И с тишиной сливались медленно журчавшие слова о. Ивана:
– Отпустили б меня на покой во святую обитель, пожить бы в безмолвии, доколе не взят буду от здешней в грядущую жизнь…
Он говорил еще долго, умолкал, опять говорил; уходил, возвращался, звал царевича ужинать. Но тот ничего не видел и не слышал. Опять смежил глаза и погрузился в забвенье, в ту темную область между явью и сном, где обитают тени прошлого. Опять проходили перед ним воспоминанья – видения, образ за образом, как длинная цепь звено за звеном; и над всеми царил один ужасающий образ – отец. И как путник, озираясь ночью с высоты при блеске молнии, вдруг видит весь пройденный путь, так он, при страшном блеске этого образа, видел всю свою жизнь…

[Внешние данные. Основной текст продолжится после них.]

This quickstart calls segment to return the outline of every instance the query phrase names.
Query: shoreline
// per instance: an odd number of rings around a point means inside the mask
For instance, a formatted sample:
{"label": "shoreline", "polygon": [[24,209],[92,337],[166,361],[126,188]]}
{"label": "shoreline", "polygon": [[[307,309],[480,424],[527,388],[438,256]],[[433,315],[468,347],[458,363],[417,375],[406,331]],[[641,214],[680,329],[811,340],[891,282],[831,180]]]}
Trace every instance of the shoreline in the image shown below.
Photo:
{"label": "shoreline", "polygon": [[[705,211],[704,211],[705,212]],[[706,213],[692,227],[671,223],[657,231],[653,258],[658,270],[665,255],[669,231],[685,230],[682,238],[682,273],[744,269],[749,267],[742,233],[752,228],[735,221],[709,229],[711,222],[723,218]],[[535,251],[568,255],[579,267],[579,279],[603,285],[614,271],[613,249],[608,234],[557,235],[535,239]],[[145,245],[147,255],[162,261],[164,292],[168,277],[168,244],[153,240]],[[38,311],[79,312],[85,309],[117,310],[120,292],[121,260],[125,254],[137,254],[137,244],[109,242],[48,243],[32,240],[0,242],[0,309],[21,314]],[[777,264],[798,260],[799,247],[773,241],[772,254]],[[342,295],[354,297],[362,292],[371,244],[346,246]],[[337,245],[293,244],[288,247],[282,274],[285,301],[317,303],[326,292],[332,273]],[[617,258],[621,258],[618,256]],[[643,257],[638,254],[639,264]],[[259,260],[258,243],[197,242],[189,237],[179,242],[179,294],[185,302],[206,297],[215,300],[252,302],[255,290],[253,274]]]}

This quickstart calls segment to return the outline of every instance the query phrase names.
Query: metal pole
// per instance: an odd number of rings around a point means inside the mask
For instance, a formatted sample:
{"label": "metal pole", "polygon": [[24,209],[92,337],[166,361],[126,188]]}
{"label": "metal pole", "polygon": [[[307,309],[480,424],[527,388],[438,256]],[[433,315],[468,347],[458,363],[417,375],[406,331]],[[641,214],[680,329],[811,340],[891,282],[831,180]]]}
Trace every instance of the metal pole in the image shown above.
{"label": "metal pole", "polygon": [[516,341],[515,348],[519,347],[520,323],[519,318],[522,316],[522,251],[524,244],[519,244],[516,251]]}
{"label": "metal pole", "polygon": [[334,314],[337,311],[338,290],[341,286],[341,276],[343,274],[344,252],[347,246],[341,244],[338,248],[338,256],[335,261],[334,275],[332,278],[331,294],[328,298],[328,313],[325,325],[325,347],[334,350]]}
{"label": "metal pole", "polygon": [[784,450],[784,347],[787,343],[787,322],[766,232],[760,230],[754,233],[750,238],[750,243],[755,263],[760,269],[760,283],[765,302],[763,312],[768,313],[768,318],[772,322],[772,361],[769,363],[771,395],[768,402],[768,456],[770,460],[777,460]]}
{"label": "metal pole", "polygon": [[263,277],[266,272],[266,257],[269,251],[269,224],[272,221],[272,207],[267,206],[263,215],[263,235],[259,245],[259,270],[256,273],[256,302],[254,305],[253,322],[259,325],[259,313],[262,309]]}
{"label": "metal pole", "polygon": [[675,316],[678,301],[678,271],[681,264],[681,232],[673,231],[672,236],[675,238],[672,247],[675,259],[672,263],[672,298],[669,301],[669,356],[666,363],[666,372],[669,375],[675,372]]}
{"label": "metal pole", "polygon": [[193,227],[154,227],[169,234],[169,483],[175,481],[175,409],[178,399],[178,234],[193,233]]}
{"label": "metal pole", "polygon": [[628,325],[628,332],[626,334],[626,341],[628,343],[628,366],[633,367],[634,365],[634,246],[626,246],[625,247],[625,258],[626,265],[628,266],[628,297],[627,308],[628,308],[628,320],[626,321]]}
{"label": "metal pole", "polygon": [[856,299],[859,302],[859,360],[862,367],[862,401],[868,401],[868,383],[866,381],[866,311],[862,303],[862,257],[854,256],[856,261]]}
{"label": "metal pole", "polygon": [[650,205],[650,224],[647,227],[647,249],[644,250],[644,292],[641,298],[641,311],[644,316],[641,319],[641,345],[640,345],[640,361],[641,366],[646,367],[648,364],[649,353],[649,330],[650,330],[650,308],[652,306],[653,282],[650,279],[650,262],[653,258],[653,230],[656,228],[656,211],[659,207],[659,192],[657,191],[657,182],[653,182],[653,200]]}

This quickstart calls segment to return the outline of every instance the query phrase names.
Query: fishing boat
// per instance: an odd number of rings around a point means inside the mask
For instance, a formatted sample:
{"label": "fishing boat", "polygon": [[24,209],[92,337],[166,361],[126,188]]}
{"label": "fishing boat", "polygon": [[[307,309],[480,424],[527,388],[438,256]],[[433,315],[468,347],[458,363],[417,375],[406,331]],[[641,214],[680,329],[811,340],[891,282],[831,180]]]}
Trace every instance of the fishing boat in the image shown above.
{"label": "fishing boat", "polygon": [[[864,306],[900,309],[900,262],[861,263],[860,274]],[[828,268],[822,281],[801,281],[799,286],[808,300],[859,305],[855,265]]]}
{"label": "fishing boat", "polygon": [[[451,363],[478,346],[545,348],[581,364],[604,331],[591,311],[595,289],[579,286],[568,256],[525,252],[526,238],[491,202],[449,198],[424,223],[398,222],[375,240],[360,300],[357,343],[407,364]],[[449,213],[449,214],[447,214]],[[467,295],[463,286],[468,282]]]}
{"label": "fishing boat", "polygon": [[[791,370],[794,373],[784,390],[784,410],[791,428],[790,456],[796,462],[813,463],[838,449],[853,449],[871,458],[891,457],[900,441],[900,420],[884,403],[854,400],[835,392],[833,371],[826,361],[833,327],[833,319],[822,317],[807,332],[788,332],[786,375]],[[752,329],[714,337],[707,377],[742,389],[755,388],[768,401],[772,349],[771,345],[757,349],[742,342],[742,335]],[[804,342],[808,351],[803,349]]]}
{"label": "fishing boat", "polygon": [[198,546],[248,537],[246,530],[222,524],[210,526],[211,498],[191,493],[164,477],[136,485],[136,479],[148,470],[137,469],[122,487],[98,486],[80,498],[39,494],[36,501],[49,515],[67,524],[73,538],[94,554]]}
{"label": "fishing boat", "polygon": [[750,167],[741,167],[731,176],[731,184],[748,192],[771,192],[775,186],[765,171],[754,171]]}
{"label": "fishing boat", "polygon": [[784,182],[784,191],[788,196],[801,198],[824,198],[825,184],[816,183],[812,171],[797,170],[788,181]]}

Ему семнадцать лет – те годы, когда на прежних московских царевичей, только что «объявленных», люди съезжались смотреть, как на «дивовище». А на Алешу уже взвален труд непосильный: ездит из города в город, закупает провиант для войска, рубит и сплавляет лес для флота, строит фортеции, печатает книги, льет пушки, пишет указы, набирает полки, отыскивает кроющихся недорослей под страхом смертной казни, почти ребенок, над такими же ребятами, как он, «без всякого пардона, чинит экзекуцию», сам накрепко смотрит за всем, «дабы фальшиво не было», и посылает батюшке точнейшие реляции.
От немецких склонений к болверкам[41] от болверков к попойкам, от попоек к сыску беглых – голова кругом идет. Чем больше старается, тем больше требуют. Ни сроку, ни отдыху. Кажется, издохнет от усталости, как загнанная лошадь. И знает, что напрасно все – «на батюшку не угодит никто ничем».
В то же время учится, как школьник. «Недели две будем твердить одного немецкого языка, чтоб склонениям в твердость было, а потом будем учить французского и арифметики. А учение бывает по вся дни».
Наконец, надорвался. В январе 1709 года, в великие морозы, когда отводил из Москвы к отцу в Украйну, в город Сумы, пять полков, которые сам набрал и которые должны были участвовать в Полтавском бою, по дороге простудился, заболел и несколько недель пролежал без памяти – «отчаян был в смерть».
Очнулся в солнечный день ранней весны. Вся комната залита косыми лучами желтого света. За окнами еще снежные сугробы. Но с ледяных сосулек уже падают капли. Журчат весенние воды, и в небесах звенит, как колокольчик, песня жаворонка. Алеша видит над собой склоненное лицо батюшки, прежнее, милое, полное нежностью.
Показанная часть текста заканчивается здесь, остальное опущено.